Exploring the Politics of International Research Through Fiction

Co-hosted by African Speculative Fiction Society

Abstract

This session explores my speculative fiction short story that features in Glimpse: an Anthology of Black British Speculative Fiction. “Bat Monkey” is about a Black British Nigerian scholar who grows increasingly uncomfortable with the ethics of a research project of which he is part. The project seeks to discover a new species, the bat monkey, in an unnamed low-income sub-Saharan African country.

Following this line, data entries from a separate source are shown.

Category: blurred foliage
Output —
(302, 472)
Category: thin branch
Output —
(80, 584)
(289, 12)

In the session, I will bring the story together with literature on the politics of international research and the inherent power dynamics at play when scholars with generous research grants travel to countries with high levels of deprivation to conduct their research. Drawing on extracts from the story, I will consider how the politics of research funding affect the dynamics of international research projects. In keeping with this, I will use the story to examine how local and international researchers/scholars can have conflicting research agendas. I will consider issues to do with leadership, who gets to lead particular projects and the hierarchies established within particular projects. Issues related to research ethics will be explored throughout.

Biography

Aisha Phoenix is a Lecturer in Social Justice at King’s College London, UK, and a UKRI Future Leaders Fellow researching ‘Understanding Colourism Among Young People in the UK’. Dr Phoenix’s research interests focus primarily on racialised identities and belonging and issues related to social justice, including colourism and anti-Muslim racism. She is a co-author of Islam on Campus: contested identities and the cultures of higher education in Britain. She is also a speculative fiction writer who has published a number of stories.

This event is the second in a series of seminars that are part of the Applied African SF project.